<其の808>アメリカ暗黒史「キラーズ・オブ・ザ・フラワームーン」短評

 あっという間に秋めいて10月下旬となりました(その間、日本では有名人が相次いで亡くなった)。もう本屋では来年のカレンダーを売っていたりして・・・1年経つのが早いなぁ!!

 

 マーティン・スコセッシ監督最新作「キラーズ・オブ・ザ・フラワームーン」を観て来ました。スコセッシ初の西部劇(ガンマンが決闘するようなベタなやつではない)にして、スコセッシ作品新旧の“顔”、ロバート・デ・ニーロレオナルド・ディカプリオが共演!これは映画オタクなら観るしかないだろ^^。

 

 1920年代のアメリカ・オクラホマ州。ここでは石油利権でお金持ちのオセージ族(=ネイティブ・アメリカン)に白人入植者達が群がっていた。戦争で負傷したアーネスト(=ディカプリオ)は仕事を求めて、伯父で牧畜業を営む町の有力者ウィリアム(=デ・ニーロ)の元に身を寄せる。運転手として働く中、オセージ族のモーリー(=リリー・グラッドストーン)と知り合い、お互い惹かれるようになる。だが町ではオセージ族とその関係者達が次々と不審な死を遂げていく・・・!

 

 これ実話なんですよね・・・(この映画の話を聞くまで筆者も初耳)。
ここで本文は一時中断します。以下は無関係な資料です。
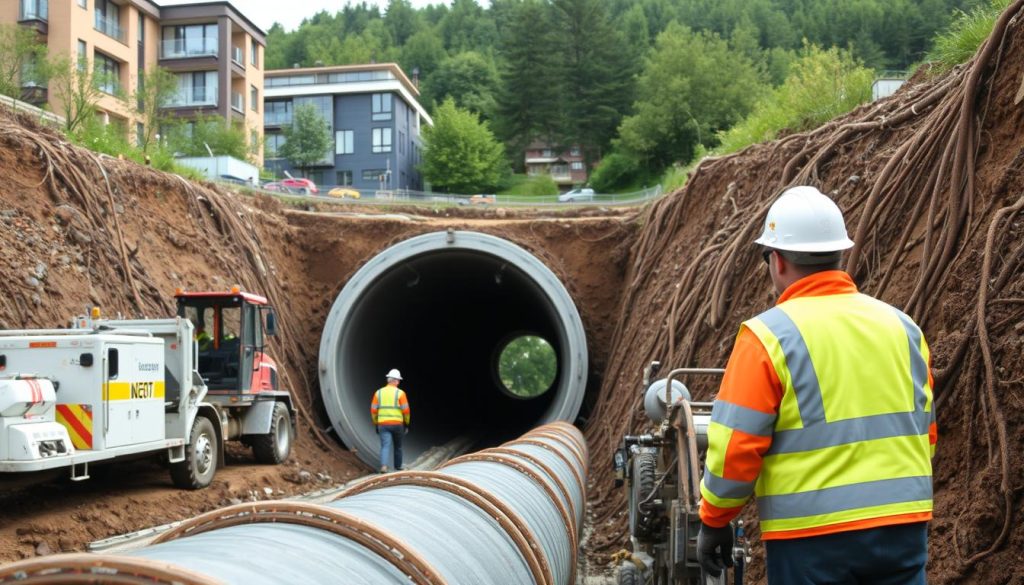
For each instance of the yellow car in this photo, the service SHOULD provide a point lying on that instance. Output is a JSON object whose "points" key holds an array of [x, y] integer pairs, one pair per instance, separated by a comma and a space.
{"points": [[344, 192]]}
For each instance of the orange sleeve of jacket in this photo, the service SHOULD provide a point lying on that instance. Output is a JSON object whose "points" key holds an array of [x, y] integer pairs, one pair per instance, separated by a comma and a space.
{"points": [[403, 405], [750, 383]]}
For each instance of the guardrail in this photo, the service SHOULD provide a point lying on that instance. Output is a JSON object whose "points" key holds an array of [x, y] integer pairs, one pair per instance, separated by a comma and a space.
{"points": [[42, 115]]}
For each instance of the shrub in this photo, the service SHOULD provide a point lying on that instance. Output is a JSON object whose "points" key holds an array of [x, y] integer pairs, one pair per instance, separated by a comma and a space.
{"points": [[965, 35], [820, 85]]}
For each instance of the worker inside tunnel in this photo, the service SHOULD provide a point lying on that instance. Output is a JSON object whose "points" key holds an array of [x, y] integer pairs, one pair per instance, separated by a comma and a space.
{"points": [[488, 342]]}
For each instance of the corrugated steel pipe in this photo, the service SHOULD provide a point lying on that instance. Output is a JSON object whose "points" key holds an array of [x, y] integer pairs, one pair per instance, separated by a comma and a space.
{"points": [[440, 307], [506, 515]]}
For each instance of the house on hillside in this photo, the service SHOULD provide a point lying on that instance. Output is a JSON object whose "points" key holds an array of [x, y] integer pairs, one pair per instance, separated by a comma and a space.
{"points": [[374, 115], [566, 167]]}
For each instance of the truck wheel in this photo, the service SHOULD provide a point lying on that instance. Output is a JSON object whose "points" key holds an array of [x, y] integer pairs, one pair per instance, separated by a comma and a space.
{"points": [[629, 575], [644, 468], [273, 447], [201, 457]]}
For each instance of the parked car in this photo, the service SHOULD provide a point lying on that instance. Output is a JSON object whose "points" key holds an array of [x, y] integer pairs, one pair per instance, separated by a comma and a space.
{"points": [[478, 200], [344, 193], [579, 194], [299, 185]]}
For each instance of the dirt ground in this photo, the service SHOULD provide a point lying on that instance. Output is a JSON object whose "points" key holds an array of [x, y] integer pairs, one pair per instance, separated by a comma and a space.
{"points": [[69, 242]]}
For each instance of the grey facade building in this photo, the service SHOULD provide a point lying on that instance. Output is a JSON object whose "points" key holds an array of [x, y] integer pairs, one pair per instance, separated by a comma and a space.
{"points": [[375, 118]]}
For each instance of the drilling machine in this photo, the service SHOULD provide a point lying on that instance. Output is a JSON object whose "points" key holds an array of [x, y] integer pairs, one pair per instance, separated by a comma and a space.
{"points": [[662, 472]]}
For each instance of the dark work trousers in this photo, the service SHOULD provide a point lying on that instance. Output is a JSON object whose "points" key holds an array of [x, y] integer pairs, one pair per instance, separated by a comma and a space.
{"points": [[887, 555], [391, 437]]}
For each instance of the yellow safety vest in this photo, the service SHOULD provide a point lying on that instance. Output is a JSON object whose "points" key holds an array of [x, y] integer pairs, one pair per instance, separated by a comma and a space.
{"points": [[851, 439], [388, 410]]}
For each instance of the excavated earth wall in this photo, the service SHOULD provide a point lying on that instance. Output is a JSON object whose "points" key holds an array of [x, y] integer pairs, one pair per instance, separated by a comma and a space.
{"points": [[932, 183]]}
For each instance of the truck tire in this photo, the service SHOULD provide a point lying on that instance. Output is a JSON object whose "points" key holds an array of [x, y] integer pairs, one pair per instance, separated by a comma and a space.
{"points": [[274, 447], [644, 468], [200, 464], [629, 575]]}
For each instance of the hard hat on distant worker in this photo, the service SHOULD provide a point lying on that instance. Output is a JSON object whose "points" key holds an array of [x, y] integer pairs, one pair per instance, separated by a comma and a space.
{"points": [[803, 219]]}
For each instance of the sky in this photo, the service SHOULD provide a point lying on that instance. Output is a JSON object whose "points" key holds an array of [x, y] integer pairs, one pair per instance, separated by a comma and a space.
{"points": [[290, 12]]}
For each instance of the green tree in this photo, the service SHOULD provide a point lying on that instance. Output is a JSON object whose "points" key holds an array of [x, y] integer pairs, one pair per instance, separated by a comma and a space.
{"points": [[157, 87], [77, 88], [190, 137], [527, 366], [461, 155], [424, 51], [692, 87], [23, 59], [821, 85], [307, 140], [470, 79], [530, 90]]}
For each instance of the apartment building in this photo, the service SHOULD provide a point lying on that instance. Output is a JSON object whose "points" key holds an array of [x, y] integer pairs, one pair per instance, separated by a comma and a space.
{"points": [[374, 115], [215, 51]]}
これぞ知る人ぞ知るアメリカ暗黒史のひとつ。ホント、白人はネイティブ・アメリカンに悪い事ばかりしてきたよなぁ!詳しい事件のあらましや結果、フラワームーンの意味ほか知りたい方は原作本を参照の事。レオ様(製作総指揮兼任)は当初、事件を捜査する方の役をオファーされたんだけど、アーネスト役を演りたいとの事でキャスティング変更されたそうな。

 なんせデ・ニーロとレオ様(過去に「ボーイズ・ライフ」で共演)だからねぇ~、悪人役は上手い。安心して観てられる(笑)。筆者的には終盤ちょっとだけだけどジョン・リスゴー(懐)と「ハムナプトラ」シリーズのイメージはなくなったブレンダン・フレイザーが出てたのは良かったかな。スコセッシもヒッチコックよろしく、俳優としてちょい出てる^^。

 映画観ていて一番感じたことは80歳にもなったスコセッシ(共同脚本も)がまだまだパワフルな事!制作に際し、リアリティーを追求するため事件のあった現地でも撮影&オセージ族のトップに協力を仰いで当時の様子を徹底再現。演出も突如として起こるバイオレンス描写は勿論、石油が湧き出た時のスローモーション、当時のニュースフィルムを思わせるモノクロ映像使用と要所要所に変化をつけ、少々中だるみした箇所もあったものの、上映時間206分(!!)を一気に見せきる。つまんない映画だと30分もしないで飽きるけど(笑)、こんな大作作ってもなお観客を飽きさせないとはスコセッシ、恐るべし!!実在した百合修道女を描いたポール・バーホーベンといい、近日「ナポレオン」を公開するリドリー・スコットといい・・・現代の80代監督は元気だな~(笑:でもマジで尊敬)。

 決して明るい話ではないし、スコセッシの集大成・・・とまでは思わないけど、レオ様のファンや映画ファン、歴史好きは観て損のない一作。

 

 今作も先行して劇場公開した後は<配信>されるそうで・・・(その為か、パンフレットが作られてなかった)。個人的には劇場でもやらない<配信オンリー作>よりは嬉しいけど、せめてソフトは出して欲しいんだよねぇ。先述の「ナポレオン」も今作と同じパターンみたいだし。配信観るの苦手な筆者にはキツい時代が来たのかも(汗)。